First and foremost a good tester should be using his skills to find scenarios whereby my code fails and leaves the application in a broken and inconsistent state. This should be the Holy Grail for a tester and they should be rewarded for finding these problems. Who wants a production outage caused by a defect in their code? Not me, that's for sure. Next they should be finding cases where the application fails non-cleanly but is not broken and can continue to function. If they can do either of these things then they are worth their weight in salary/day rate! A tester that can only find the places where the code fails cleanly or does not fail at all is really not of much value: my automated checks already proved this! I know I will certainly be valuing my testers much more than I used to. And you should too.

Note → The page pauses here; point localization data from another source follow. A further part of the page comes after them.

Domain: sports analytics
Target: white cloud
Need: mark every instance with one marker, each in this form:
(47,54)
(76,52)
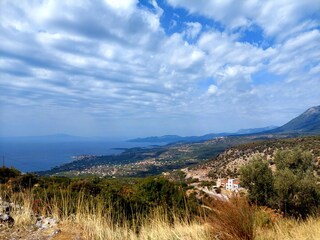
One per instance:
(271,16)
(116,61)
(193,29)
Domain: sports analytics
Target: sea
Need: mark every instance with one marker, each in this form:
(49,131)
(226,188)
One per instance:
(33,156)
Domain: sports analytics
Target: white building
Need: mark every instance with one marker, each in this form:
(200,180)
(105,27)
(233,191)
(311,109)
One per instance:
(233,185)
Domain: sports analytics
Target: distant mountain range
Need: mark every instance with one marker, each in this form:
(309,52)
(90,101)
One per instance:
(177,138)
(306,123)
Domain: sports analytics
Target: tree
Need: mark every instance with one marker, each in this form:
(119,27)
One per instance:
(257,177)
(295,184)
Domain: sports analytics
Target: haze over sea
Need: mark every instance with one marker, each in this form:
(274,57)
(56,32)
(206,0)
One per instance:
(29,156)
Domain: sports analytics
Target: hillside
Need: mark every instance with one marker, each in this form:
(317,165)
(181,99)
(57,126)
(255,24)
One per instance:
(149,161)
(229,162)
(306,123)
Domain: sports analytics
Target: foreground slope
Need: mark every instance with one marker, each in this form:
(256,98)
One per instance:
(228,163)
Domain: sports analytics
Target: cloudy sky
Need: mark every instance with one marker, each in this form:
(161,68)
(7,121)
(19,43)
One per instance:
(138,68)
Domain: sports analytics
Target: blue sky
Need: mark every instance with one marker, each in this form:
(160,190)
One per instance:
(139,68)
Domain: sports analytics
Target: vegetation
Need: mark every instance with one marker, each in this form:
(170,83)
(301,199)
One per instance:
(292,188)
(257,178)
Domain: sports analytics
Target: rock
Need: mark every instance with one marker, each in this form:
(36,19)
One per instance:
(45,223)
(6,219)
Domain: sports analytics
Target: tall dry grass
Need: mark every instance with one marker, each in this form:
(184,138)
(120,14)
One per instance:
(291,229)
(233,220)
(83,218)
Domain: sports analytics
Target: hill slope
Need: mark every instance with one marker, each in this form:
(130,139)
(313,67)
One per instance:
(229,162)
(306,123)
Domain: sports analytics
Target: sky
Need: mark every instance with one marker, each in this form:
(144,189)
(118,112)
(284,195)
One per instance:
(134,68)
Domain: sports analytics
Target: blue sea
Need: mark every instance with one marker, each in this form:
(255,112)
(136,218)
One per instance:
(30,156)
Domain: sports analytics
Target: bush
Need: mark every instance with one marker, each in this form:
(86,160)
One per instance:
(7,173)
(233,220)
(257,177)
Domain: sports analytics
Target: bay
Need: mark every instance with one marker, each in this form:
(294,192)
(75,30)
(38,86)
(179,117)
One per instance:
(31,156)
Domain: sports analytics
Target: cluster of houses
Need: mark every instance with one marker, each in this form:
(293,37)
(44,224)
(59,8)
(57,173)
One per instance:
(230,184)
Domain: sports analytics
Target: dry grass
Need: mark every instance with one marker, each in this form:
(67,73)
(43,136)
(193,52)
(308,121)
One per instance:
(233,220)
(228,220)
(290,229)
(92,221)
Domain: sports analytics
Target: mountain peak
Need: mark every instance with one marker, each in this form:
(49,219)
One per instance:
(308,122)
(313,110)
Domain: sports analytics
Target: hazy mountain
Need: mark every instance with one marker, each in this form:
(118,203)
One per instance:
(176,138)
(306,123)
(255,130)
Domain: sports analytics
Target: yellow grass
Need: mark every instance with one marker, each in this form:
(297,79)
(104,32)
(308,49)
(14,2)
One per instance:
(290,229)
(92,221)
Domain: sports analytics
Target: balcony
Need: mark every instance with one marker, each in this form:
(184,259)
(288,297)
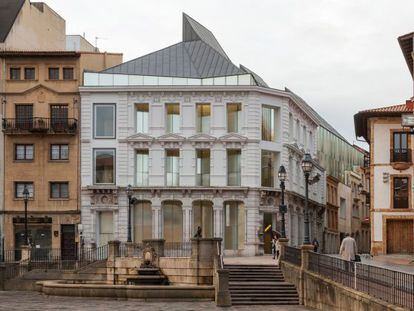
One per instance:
(40,126)
(400,158)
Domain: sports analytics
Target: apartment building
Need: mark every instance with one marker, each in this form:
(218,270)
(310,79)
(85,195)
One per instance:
(200,141)
(40,109)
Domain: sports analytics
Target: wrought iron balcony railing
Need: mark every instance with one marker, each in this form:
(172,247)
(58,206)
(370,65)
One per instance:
(400,155)
(40,125)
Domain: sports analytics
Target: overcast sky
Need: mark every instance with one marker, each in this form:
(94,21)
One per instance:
(341,56)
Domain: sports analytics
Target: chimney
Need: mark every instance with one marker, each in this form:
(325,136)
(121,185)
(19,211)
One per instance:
(409,104)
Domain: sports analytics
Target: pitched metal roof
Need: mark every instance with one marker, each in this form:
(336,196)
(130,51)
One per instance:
(321,121)
(199,55)
(9,9)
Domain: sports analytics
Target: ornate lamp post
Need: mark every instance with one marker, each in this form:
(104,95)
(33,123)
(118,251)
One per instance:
(282,207)
(307,166)
(129,194)
(26,199)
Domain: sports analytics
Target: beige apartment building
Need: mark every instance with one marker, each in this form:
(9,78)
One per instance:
(40,111)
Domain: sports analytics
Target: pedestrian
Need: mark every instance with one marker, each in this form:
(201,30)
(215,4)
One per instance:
(315,244)
(348,250)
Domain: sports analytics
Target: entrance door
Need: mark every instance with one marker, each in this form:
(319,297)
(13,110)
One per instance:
(267,236)
(400,236)
(67,242)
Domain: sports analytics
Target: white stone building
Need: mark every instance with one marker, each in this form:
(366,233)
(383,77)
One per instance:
(200,140)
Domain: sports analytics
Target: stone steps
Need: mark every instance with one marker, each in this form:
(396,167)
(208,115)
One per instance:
(260,285)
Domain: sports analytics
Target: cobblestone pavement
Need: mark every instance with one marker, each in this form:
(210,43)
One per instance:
(34,301)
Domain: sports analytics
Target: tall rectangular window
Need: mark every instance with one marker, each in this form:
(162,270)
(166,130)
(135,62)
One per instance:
(234,117)
(203,167)
(268,123)
(142,168)
(203,118)
(24,152)
(268,168)
(15,73)
(53,73)
(19,188)
(233,167)
(400,192)
(172,167)
(104,166)
(104,120)
(59,152)
(173,118)
(142,116)
(29,73)
(59,190)
(68,73)
(400,151)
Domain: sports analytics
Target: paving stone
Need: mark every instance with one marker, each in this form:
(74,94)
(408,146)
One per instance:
(34,301)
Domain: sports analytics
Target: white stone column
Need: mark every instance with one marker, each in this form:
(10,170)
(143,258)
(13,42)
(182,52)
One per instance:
(187,219)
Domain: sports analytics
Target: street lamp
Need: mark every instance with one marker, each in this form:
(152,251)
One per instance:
(282,207)
(307,166)
(129,194)
(25,198)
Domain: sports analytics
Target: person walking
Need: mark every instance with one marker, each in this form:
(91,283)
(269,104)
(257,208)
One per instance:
(348,250)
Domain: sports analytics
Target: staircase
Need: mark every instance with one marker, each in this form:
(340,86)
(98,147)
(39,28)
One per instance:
(260,285)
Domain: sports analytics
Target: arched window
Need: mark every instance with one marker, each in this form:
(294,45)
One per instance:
(142,221)
(203,217)
(173,221)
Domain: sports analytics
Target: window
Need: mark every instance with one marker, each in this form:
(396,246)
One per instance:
(173,118)
(400,151)
(53,73)
(142,221)
(233,167)
(342,208)
(59,190)
(142,115)
(29,73)
(59,117)
(14,73)
(19,188)
(142,167)
(203,167)
(203,118)
(104,166)
(59,152)
(268,168)
(24,152)
(68,73)
(24,116)
(104,116)
(268,123)
(172,167)
(234,118)
(400,192)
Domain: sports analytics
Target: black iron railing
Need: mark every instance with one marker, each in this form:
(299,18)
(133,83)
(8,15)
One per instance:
(177,249)
(400,155)
(293,255)
(40,125)
(394,287)
(130,250)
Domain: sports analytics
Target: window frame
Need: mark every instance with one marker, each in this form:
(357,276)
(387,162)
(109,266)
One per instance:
(25,147)
(60,184)
(113,105)
(24,183)
(49,75)
(60,152)
(94,165)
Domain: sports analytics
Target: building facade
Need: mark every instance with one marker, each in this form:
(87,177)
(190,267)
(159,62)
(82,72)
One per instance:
(40,120)
(200,140)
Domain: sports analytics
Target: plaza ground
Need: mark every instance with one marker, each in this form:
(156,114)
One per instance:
(34,301)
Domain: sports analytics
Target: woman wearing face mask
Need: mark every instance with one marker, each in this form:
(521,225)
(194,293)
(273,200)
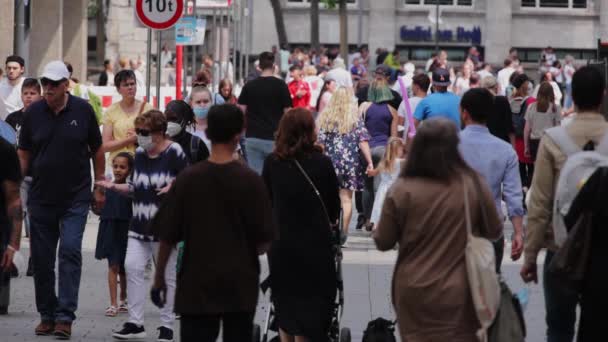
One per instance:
(200,101)
(158,160)
(180,117)
(118,123)
(226,91)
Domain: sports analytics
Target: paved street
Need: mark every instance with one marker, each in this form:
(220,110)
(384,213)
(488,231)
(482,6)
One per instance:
(367,276)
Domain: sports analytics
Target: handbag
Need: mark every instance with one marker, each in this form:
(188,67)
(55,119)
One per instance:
(316,192)
(570,261)
(335,228)
(379,330)
(481,272)
(509,324)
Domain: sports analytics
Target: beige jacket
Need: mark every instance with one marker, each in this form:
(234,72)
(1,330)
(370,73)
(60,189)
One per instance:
(584,127)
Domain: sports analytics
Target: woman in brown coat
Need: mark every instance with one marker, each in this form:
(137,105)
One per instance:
(424,213)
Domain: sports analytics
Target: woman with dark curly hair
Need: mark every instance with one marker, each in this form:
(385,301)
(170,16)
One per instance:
(302,270)
(180,117)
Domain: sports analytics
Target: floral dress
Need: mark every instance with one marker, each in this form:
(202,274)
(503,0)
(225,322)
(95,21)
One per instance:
(343,149)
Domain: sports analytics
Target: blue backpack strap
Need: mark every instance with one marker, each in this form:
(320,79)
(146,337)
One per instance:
(194,145)
(602,146)
(560,136)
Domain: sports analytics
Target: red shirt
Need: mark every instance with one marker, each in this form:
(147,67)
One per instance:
(299,102)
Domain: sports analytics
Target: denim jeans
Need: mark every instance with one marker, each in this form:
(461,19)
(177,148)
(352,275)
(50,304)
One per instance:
(568,96)
(50,226)
(499,252)
(139,253)
(257,151)
(26,184)
(560,306)
(237,327)
(369,190)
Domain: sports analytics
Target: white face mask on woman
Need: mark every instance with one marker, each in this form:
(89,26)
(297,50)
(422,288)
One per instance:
(173,129)
(145,142)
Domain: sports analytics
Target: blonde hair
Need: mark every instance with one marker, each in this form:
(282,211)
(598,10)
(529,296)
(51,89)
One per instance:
(310,70)
(341,113)
(387,164)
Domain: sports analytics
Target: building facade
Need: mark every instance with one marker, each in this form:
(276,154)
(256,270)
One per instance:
(45,30)
(569,26)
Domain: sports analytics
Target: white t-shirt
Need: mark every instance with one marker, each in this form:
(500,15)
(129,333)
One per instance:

So how as developers do we aid out able testers in finding the defects that are in our code? We have to help them understand how the bits of the system fit together; we have to explain the approaches we have used to determine our automated checking scenarios; we have to help them understand where the failure points might be and; we have make sure they know the expected usage patterns that we have coded to. Given all this information or excellent tester should be able to find the gaps, the failure scenarios and the unexpected usages that expose the defects that our automated checks do not. When they find them we should be glad, and keen to find out how they managed to get our lovingly created code to break. We then fix the problem, add checks for those paths that we missed and learn the lessons so that we don't repeat the same defect creating pattern in any future code we write.
The Stand-up Revisited
So, given this new understanding of testing, testers and automated checks, what should the progress descriptions in the stand-up really be:
- "The code implementation is complete and my checks for the main scenarios all pass. Mr Tester, can you find the defects please?"
- "I've fixed the specific path(s) which I identified as being a cause of the reported defect and added automated check. We need to test to find the other paths that might be causing the same problem."
- "The existing checks all run against the new code. We need to test to see which other paths or aspects of features have been broken by these changes."
See the difference? No assumptions that just because an automated suite of checks has completed successfully that the code either works, is free of defects or that its addition has not broken the application somewhere. The automated checks can reduce the probability of bugs or issues escaping the development process and can give me more confidence in my code. However, some defects and problems are still likely to be present and my application will still break under certain conditions that my checks don't cover. I now say: "...over to you Mr. Tester I'll explain what I've done and you can help me find where it is broken!".